How can I see my job's memory usage?
Historical information can first of all be found by issuing the command "finishedjobinfo -j". That will print out the maximum memory used by your job.
If you want more details then we also save some memory information each 5 minute interval for the job in a file under /sw/share/slurm/[cluster-name]/uppmax_jobstats//. Notice that this is only stored for 30 days.
You can also ask for an e-mail containing the log, when you submit your job with sbatch or start an "interactive" session, by adding a "-C usage_mail" flag to your command. Two examples:
sbatch -A testproj -p core -n 5 -C usage_mail batchscript1 interactive -A testproj -p node -n 1 -C "fat&usage_mail"

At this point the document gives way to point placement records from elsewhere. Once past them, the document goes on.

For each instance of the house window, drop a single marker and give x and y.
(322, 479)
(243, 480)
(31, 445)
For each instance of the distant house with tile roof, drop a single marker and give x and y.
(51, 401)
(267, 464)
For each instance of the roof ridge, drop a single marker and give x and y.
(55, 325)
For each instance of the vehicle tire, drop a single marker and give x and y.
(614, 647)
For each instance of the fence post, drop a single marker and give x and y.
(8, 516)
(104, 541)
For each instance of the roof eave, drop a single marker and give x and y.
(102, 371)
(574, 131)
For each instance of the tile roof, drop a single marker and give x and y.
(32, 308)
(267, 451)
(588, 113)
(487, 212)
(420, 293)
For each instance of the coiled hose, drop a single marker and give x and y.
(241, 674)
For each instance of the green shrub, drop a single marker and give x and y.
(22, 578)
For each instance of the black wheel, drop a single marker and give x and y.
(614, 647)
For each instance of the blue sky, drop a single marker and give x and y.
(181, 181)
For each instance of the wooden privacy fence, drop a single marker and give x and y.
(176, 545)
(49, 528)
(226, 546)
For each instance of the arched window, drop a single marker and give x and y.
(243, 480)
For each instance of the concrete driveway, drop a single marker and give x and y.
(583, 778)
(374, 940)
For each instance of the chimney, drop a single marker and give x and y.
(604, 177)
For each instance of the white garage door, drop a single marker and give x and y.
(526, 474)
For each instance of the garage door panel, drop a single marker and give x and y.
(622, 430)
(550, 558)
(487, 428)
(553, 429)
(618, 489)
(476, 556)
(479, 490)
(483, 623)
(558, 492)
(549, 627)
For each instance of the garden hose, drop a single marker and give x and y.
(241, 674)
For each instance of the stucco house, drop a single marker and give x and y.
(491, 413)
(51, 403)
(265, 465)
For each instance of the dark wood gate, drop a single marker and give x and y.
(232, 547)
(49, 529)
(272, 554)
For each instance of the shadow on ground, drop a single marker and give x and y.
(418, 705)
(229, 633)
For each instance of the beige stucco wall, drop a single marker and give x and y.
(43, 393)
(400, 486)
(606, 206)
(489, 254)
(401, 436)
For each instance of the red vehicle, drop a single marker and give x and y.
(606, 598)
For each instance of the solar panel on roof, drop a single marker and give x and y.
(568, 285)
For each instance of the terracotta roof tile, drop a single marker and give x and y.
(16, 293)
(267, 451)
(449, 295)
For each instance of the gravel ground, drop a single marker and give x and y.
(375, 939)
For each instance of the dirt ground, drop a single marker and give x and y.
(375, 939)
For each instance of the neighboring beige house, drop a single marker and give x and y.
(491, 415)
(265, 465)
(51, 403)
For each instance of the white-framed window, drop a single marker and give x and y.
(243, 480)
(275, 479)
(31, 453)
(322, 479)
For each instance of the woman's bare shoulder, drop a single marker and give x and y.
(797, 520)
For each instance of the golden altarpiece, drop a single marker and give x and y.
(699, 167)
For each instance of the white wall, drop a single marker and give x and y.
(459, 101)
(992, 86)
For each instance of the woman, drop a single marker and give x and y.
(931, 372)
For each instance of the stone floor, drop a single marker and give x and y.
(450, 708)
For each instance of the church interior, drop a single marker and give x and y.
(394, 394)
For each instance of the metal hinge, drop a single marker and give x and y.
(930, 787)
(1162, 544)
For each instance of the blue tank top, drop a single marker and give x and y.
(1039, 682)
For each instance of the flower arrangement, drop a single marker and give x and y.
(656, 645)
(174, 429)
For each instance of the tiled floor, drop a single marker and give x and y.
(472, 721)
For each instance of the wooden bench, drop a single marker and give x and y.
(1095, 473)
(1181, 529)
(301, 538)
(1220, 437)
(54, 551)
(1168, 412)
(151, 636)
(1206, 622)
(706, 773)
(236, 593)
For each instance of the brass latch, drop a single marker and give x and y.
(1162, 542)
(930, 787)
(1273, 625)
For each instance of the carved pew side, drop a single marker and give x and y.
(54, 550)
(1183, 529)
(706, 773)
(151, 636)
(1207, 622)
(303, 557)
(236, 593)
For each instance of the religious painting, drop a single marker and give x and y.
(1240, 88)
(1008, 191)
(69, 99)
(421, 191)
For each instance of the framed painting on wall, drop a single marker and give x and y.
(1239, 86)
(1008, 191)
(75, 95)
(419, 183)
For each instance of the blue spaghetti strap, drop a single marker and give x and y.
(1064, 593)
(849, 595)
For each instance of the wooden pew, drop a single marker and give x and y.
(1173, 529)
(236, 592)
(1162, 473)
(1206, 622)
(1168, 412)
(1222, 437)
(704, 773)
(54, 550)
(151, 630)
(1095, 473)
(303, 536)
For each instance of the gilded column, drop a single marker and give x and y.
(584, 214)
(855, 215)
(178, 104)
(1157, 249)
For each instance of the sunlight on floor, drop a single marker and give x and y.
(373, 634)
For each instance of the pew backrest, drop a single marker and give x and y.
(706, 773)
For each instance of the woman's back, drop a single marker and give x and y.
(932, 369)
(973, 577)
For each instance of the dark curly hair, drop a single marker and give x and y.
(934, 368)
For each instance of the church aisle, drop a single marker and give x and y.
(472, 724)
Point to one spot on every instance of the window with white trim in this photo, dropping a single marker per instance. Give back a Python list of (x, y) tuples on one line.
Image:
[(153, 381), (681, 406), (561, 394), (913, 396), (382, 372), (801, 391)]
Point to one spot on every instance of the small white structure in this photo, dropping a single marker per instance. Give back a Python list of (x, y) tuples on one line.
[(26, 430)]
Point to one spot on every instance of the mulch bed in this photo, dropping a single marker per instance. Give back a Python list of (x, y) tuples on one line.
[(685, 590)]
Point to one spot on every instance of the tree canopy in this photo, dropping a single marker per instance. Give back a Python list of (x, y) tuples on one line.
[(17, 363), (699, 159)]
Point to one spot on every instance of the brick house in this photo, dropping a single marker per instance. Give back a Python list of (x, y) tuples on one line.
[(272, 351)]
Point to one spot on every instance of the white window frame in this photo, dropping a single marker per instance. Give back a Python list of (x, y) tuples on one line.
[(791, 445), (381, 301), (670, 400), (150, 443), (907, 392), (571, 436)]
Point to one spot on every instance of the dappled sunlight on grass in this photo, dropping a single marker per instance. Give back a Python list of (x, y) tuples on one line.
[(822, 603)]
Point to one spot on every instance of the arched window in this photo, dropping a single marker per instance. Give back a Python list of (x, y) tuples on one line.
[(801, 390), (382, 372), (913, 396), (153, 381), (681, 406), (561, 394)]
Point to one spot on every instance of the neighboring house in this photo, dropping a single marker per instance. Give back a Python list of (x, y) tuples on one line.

As you see, you have to be careful with the syntax when asking for two features, like "fat" and "usage_mail", at the same time. The logical AND operator "&" combines the flags.
If you overdraft the RAM that you asked for, you will probably get an automatic e-mail anyway.
If, on the other hand, you want to view your memory consumption in real time then you will have to login to the node in question in another SSH session. (You will probably find a more recently updated memory information file there, named /var/spool/uppmax_jobstats/.)
By naively looking at the memory consumption with tools like "ps" and "top" you as a user can easily get the wrong impression of the system, as the Linux kernel uses free memory for lots of buffers and caches to speed up other processes (but releases this as soon as applications requests it).
If you know that you are the only user running on the node (from requesting a node job for example), then you could issue the command "free -g" instead. That will show you how much memory is used/free by the whole system, exclusive to these caches. Look for the row called "-/+ buffers/cache".
If you require more detailed live information, then it would probably be best if the tool called "smem" is used. Download the latest version from http://www.selenic.com/smem/download/ and unpack it in your home directory. Inside you will find an executable Python script, and by executing the command "smem -utk" you will see your user's memory usage reported in three different ways.
USS is the total memory used by the user without shared buffers or caches. RSS is the number reported in "top" and "ps"; i.e. including ALL shared buffered/cached memory. And then there's also the PSS figure which tries to calculate a proportional memory usage per user for all shared memory buffers and caches (i.e. the figure will fall between USS and RSS).